Wide interest from the scientific community to make information from phylogenies in general and chronograms in particular available for consultation and reuse has spurred the creation of public platforms with various goals and characteristics. TreeBASE (Morell 1996; Piel et al. 2002), the Dryad repository (http://datadryad.org/), and the Open Tree of Life (OToL; Hinchliff et al. 2015) are platforms that store and make available published phylogenies and chronograms for easy scientific reuse. Tree in all of them can be queried using automatised web procedures, which permit personalized, large scale searches that are also very fast. OToL stores trees with branch length information from a wide range of living organisms, implementing a metadata structure that stores the branch length units (i.e., time or relative susbtitution rates). Treebase and Dryad repositories also contain trees from all groups of life, but the former did not store branch length information until recently (and lacks consistent metadata on what any branch lengths stored mean) and Dryad stores many other types of biological data using metadata that does not allow automatic distinction of types of trees and branch length units, impairing the automatised access to time of lineage divergence information.

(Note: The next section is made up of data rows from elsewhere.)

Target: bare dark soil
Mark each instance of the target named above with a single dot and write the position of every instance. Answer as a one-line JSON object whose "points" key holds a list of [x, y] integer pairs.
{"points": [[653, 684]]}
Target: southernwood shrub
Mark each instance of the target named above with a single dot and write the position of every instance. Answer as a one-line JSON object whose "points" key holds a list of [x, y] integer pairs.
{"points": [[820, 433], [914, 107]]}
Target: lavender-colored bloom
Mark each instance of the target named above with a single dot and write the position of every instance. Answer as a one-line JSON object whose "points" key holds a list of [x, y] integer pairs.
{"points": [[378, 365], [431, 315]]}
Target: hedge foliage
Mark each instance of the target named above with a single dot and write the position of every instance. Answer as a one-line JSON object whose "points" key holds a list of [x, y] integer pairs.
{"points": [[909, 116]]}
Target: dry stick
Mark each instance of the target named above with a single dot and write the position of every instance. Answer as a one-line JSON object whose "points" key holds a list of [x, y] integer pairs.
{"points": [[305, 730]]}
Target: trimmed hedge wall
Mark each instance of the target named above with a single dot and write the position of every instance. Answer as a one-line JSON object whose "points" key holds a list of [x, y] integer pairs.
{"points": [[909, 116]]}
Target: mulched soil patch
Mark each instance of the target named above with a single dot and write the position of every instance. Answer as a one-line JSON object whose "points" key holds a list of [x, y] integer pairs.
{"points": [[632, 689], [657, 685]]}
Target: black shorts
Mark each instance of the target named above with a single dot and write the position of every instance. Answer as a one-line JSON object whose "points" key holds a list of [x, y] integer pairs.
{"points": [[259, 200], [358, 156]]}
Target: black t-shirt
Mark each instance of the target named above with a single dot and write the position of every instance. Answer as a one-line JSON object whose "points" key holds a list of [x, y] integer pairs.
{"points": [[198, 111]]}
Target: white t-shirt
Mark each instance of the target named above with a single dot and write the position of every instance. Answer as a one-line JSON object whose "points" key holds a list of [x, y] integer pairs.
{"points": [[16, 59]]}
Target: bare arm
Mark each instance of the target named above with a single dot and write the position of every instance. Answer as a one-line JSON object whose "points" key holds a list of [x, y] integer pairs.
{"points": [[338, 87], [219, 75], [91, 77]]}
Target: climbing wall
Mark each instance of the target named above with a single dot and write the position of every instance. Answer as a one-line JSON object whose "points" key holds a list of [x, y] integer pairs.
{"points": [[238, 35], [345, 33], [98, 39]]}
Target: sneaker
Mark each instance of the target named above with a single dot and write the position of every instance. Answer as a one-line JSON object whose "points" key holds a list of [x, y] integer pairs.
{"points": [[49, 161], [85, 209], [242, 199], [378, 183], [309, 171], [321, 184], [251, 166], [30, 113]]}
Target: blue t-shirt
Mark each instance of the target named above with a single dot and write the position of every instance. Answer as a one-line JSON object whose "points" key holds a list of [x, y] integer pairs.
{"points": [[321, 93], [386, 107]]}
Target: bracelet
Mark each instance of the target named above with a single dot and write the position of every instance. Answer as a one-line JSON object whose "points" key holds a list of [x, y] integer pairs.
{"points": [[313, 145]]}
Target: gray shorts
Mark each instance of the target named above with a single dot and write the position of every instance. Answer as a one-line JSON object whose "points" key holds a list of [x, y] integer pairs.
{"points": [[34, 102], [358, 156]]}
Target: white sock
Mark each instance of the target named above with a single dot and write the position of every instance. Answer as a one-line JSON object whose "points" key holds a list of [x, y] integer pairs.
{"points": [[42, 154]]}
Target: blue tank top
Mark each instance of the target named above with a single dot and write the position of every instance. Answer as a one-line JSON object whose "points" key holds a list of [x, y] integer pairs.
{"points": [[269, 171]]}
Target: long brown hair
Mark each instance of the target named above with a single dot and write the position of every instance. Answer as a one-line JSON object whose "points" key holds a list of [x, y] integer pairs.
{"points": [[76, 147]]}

Besides keeping a repository to easily store and share expert phylogenetic and chronogram knowledge, OToL also has the primary goal of synthesising all trees in their repository to expose to the community a single tree of all life depicting the phylogenetic relationships among known lineages. All or parts of this synthetic tree can be reused for any purpose. However, it currently only focus on synthesizing tree topology, meaning that it does not expose branch length data of any type. The Timetree of Life project focuses on the synthesis of a single chronogram of life (Hedges et al. 2006) and presents a very accessible, attractive interface. However, the thousands of chronograms this NSF-funded project have compiled for synthesis are only publicly available for visual examination in their website or for download as images, but large scale download remains prohibited by their site. The latest version of their synthetic chronogram (Kumar et al. 2017) can be queried only through their website in a non-automatised fashion, and only subsets of it can be reused for analyses with the permission of the authors. Other platforms such as SuperSmart (Antonelli et al. 2017) and phylogenerator (Pearse and Purvis 2013) are focused in automatised de novo chronogram inference, by reusing DNA sequence data to reconstruct phylogenetic trees. However, expert fossil information necessary for subsequent molecular dating analyses still needs to be compiled and curated by the user, rendering them a challenging tool to obtain data on time of lineage divergence for the non-specialist. Moreover, these tools do not provide information from already created expert chronograms.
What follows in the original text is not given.